Au cours de l’année 1930, Herbert Hoover, Président des Etats-Unis, déclarait partout avec optimisme que « la reprise était au coin de la rue ». Chacun sait aujourd’hui qu’il n’en fut rien. Chacun sait aussi que la dynamique de sortie de crise ne fut amorcée que plusieurs années plus tard, lorsque l’administration de F-D Roosevelt eut le courage d’abandonner l’orthodoxie économique en vigueur en lançant un programme d’orientation « keynésienne », à savoir un programme fondé sur une représentation des mécanismes économiques résolument iconoclaste pour l’époque.

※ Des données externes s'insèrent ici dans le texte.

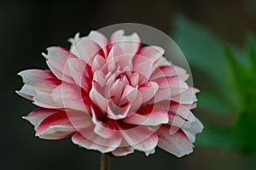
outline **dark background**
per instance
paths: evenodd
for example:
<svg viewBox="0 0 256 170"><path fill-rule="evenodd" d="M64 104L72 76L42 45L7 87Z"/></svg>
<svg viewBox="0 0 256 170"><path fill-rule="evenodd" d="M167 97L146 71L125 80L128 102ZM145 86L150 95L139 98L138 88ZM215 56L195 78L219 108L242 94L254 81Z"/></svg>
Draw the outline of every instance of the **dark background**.
<svg viewBox="0 0 256 170"><path fill-rule="evenodd" d="M1 0L0 169L99 169L99 152L79 148L70 139L35 138L32 126L21 119L35 106L15 94L22 86L16 74L28 68L45 69L40 54L47 47L68 48L67 38L78 31L85 36L91 29L122 22L146 24L170 33L175 14L205 24L219 37L241 45L247 30L256 31L256 18L247 8L241 0ZM181 159L161 150L149 157L139 152L113 157L111 169L250 169L247 162L253 158L196 147Z"/></svg>

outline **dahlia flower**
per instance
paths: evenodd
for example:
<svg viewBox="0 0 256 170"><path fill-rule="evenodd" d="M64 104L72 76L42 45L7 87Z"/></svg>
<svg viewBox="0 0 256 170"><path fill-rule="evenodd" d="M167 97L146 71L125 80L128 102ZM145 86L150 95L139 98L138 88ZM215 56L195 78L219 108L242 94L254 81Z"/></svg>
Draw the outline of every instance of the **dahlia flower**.
<svg viewBox="0 0 256 170"><path fill-rule="evenodd" d="M124 33L109 40L99 31L77 34L70 49L47 48L49 70L19 73L25 85L17 94L39 106L24 119L41 139L72 136L81 147L117 156L148 156L157 146L178 157L189 154L203 128L190 111L198 90L162 48L141 47L137 33Z"/></svg>

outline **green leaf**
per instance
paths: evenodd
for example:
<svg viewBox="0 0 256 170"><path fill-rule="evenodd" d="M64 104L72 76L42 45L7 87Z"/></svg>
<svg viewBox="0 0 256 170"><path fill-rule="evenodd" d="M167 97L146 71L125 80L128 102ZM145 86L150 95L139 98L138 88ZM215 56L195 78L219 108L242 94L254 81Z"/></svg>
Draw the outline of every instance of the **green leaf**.
<svg viewBox="0 0 256 170"><path fill-rule="evenodd" d="M183 52L190 66L207 74L224 88L224 55L223 43L209 29L181 15L172 20L173 39Z"/></svg>
<svg viewBox="0 0 256 170"><path fill-rule="evenodd" d="M197 103L200 108L216 111L217 114L227 113L230 110L229 103L219 99L213 92L201 91L198 94Z"/></svg>
<svg viewBox="0 0 256 170"><path fill-rule="evenodd" d="M250 109L250 108L249 108ZM256 111L246 110L240 114L235 132L239 147L244 151L256 150Z"/></svg>
<svg viewBox="0 0 256 170"><path fill-rule="evenodd" d="M236 146L233 129L219 127L211 122L204 122L204 132L197 135L196 145L231 150Z"/></svg>

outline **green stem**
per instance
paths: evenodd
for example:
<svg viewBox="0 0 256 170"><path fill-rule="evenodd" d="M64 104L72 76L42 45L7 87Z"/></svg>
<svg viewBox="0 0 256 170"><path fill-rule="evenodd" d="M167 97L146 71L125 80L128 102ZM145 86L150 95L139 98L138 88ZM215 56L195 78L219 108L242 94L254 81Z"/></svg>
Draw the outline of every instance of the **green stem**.
<svg viewBox="0 0 256 170"><path fill-rule="evenodd" d="M101 155L101 170L109 170L110 158L107 154Z"/></svg>

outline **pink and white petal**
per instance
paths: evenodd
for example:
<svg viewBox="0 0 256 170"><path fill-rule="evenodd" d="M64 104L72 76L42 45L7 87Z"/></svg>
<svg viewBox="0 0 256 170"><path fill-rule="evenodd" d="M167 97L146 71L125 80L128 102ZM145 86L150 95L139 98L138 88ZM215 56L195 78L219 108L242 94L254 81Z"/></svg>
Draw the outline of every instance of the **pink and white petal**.
<svg viewBox="0 0 256 170"><path fill-rule="evenodd" d="M137 126L133 128L119 128L119 132L127 143L135 150L150 151L158 143L158 135L148 126Z"/></svg>
<svg viewBox="0 0 256 170"><path fill-rule="evenodd" d="M158 126L168 122L168 112L157 105L141 107L137 113L127 116L125 123L136 125Z"/></svg>
<svg viewBox="0 0 256 170"><path fill-rule="evenodd" d="M93 81L96 82L102 88L107 82L105 74L102 71L96 71L93 74Z"/></svg>
<svg viewBox="0 0 256 170"><path fill-rule="evenodd" d="M69 59L76 58L76 56L63 48L51 47L48 48L47 50L48 64L67 76L72 76L67 61Z"/></svg>
<svg viewBox="0 0 256 170"><path fill-rule="evenodd" d="M116 80L110 88L110 96L114 96L113 99L114 103L119 103L120 100L125 86L125 85L123 82L120 80Z"/></svg>
<svg viewBox="0 0 256 170"><path fill-rule="evenodd" d="M154 150L152 150L145 151L145 155L146 155L147 156L148 156L151 155L151 154L154 154L154 152L155 152L155 150L154 149Z"/></svg>
<svg viewBox="0 0 256 170"><path fill-rule="evenodd" d="M50 92L61 83L49 70L26 70L19 72L18 75L25 82L20 94L26 94L30 99L36 94L35 90Z"/></svg>
<svg viewBox="0 0 256 170"><path fill-rule="evenodd" d="M155 65L158 65L158 66L160 66L160 65L172 65L172 63L170 60L168 60L166 58L161 57L155 62Z"/></svg>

A l’heure où la comparaison entre la grande dépression de l’entre deux guerres et la crise actuelle est évidement très tentante, lorsque j’entends Jean-Claude Trichet nous faire état de signaux positifs qui lui font penser que l’économie repartira en 2010, grâce notamment aux mesures que les autorités de régulation ont mis en place, je suis amené à me demander, non en tant qu’expert des questions de régulation macro-économiques mais plus simplement en tant qu' "homme dans le monde", si nous ne sommes pas entrain, paradoxalement, de reproduire exactement les mêmes erreurs que celles qui ont conduit à l’aggravation de la crise dans les années 30.